The results confirmed that the incorporation of 25% quinoa into bread is sufficient to achieve a significant increase in bread’s antioxidant capacity and agree with others studies that describe the presence of phenolic compounds generally contributes significantly to the antioxidant potential [68]. Greater antioxidant activity in quinoa-containing breads compared with the control has been described in the EPF from wheat bread with 15% and 30% quinoa [16]. These authors described DPPH and FRAP values in the QB (DPPH: 1.17 µm/g and FRAP: 73.75 mg Trolox/100 g, i.e., 2.095 µmol/g) of the same order as our results. Concerning the HPF, the present work and our previous results [17] are the first studies taking into account the antioxidant activity of these fractions in QB.

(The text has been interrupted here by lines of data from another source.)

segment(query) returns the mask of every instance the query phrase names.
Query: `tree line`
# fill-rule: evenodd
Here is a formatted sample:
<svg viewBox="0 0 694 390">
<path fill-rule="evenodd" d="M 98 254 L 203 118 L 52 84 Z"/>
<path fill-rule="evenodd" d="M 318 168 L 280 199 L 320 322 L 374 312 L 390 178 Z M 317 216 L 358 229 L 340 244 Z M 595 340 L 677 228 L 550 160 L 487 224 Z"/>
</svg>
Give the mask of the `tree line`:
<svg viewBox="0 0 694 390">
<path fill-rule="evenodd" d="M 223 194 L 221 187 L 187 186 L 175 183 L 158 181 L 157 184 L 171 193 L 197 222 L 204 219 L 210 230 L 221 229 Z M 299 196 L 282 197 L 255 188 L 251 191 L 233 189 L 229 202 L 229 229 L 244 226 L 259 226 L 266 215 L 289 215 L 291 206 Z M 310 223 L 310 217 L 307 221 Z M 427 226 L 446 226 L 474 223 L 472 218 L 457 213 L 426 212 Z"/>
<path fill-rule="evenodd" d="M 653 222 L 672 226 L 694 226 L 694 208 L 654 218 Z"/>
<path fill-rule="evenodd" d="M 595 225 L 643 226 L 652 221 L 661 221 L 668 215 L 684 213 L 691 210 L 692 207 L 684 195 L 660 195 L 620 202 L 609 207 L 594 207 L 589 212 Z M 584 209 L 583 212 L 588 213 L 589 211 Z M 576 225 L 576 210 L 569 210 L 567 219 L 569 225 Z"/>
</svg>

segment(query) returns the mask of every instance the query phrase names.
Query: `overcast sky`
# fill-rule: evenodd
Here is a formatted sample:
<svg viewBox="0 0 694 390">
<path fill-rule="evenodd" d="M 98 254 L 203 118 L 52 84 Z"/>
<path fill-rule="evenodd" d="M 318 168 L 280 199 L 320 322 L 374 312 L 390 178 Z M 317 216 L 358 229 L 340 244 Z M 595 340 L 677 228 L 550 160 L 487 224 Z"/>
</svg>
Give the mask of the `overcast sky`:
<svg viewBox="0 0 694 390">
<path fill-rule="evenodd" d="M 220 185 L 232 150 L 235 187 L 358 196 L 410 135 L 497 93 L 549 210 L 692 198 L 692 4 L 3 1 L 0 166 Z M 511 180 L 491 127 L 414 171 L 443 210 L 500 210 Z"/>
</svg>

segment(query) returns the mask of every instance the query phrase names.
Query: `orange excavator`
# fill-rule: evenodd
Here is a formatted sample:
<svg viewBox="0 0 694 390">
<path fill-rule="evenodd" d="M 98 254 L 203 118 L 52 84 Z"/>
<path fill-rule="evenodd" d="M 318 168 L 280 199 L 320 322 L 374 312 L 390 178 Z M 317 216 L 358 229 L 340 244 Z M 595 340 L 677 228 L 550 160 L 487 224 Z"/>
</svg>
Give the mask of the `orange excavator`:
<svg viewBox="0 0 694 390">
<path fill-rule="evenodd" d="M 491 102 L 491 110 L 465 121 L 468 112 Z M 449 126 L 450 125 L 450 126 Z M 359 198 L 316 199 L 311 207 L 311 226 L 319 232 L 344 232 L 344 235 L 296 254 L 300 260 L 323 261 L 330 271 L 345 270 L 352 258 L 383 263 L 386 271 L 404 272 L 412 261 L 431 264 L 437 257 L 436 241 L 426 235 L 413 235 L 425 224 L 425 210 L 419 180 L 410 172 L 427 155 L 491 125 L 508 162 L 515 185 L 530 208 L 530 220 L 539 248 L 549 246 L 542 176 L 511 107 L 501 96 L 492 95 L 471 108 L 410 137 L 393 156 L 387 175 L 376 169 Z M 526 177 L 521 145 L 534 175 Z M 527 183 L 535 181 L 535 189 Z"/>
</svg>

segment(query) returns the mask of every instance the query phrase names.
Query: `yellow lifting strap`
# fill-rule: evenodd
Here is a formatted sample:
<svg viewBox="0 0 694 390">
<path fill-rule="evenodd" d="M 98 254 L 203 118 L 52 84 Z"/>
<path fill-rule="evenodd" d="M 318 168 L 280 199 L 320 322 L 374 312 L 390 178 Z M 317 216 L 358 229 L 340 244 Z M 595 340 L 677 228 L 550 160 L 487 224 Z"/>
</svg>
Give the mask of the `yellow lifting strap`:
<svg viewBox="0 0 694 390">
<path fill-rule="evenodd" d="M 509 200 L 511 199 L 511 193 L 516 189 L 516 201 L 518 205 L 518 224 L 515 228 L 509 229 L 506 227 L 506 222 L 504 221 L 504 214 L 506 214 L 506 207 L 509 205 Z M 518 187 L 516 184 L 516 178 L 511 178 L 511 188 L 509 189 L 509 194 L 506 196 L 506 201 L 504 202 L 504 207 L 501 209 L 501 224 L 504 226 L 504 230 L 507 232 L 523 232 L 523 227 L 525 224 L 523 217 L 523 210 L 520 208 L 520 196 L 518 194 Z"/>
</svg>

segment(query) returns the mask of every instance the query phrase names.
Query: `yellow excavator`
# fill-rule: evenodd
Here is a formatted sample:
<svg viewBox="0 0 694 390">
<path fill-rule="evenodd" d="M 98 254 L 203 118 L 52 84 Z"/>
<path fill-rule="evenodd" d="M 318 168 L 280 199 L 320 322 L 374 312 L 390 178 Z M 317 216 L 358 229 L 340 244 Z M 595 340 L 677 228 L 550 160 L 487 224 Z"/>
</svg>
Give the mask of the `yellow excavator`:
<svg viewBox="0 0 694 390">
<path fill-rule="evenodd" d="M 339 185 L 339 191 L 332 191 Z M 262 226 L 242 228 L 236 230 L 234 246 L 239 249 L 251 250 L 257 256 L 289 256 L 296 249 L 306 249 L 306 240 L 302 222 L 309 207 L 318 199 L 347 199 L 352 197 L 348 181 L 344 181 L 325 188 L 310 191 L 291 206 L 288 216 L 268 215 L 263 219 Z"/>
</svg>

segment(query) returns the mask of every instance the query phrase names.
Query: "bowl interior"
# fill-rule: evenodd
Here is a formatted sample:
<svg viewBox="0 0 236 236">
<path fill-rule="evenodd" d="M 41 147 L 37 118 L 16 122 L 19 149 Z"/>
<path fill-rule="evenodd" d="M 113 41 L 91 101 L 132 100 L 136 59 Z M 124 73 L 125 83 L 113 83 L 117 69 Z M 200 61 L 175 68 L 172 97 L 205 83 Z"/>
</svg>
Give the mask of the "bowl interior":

The effect of the bread making was evaluated by comparing QB to flour mixtures (Figure 3). The process did not lead to significant changes in the antioxidant capacity of the EPF and HPF, although it has been reported that the active antioxidant compounds present in flour could be damaged or degraded by the baking process [5]. Furthermore, an upward trend was observed, the antioxidant capacity of the HPF and hence that of EPF + HPF resulted slightly enhanced, and despite not being statistically significant, this pattern was observed with the application of both in vitro methodologies. This could be due to the formation of Maillard reaction products during baking as hydroxymethylfurfural, previously described in this type of bread [17]. As these products are antioxidant agents [5], their formation could contribute to counteracting possible losses in the antioxidant activity.

4. Conclusions

The present research work confirmed our previous findings of the potential of black QF being used as an ingredient to improve the polyphenolic content and antioxidant activity of WB-based baked products [17]. The phenolic profile of WF and QF vastly differed and, together with the changes derived from the bread-making process, defined the resulting breads. The general improvement of the quinoa-containing bread compared to WB was evident; QB presented improved total polyphenols content, i.e., considering both the EPF and HPF compared to the control (12.8-fold more) and showed antioxidant capacity increases of up to 3-fold compared to the WB. Several studies have shown that the occurrence of high total phenolic composition and antioxidant activity are associated with more significant biological effects [69]. In view of the protective roles attributed to the polyphenol compounds predominantly found in QB, this bakery food can be considered a contributor to promoting positive health effects in daily diets. Moreover, the resulting bread offers additional benefits for consumers, as we have previously shown, by general improving bread’s nutritional profile [12]. From what we know, this is the first study to deal with the chromatographic polyphenolic profile of refined-wheat bread partially enriched with QF. The scarce studies reported to date have only taken into account the impact of adding QF on the polyphenol content and antioxidant effect [14,15,16,17], or they identify polyphenolic compounds, but in QB formulated without WF [14] or in bread enriched with quinoa leaves [70]. However, polyphenol content and composition determinations partially reflect the biological activity of the bread by not considering their bioavailability. Polyphenols’ effectiveness is strongly influenced by their intestinal absorption, metabolism, and subsequent activity in target tissues; thus, bioavailability is a pivotal factor to assess the potential health effect of food matrix containing bioactive compounds [20]. To evaluate the beneficial effects that QB consumption appears to possess, future in vitro and in vivo studies involving bioavailability are needed. The gut microbiota can metabolize polyphenolic compounds and influence their absorption [51], being another important factor to be considered in further investigations to improve the understanding of quinoa-containing bread potential functionality.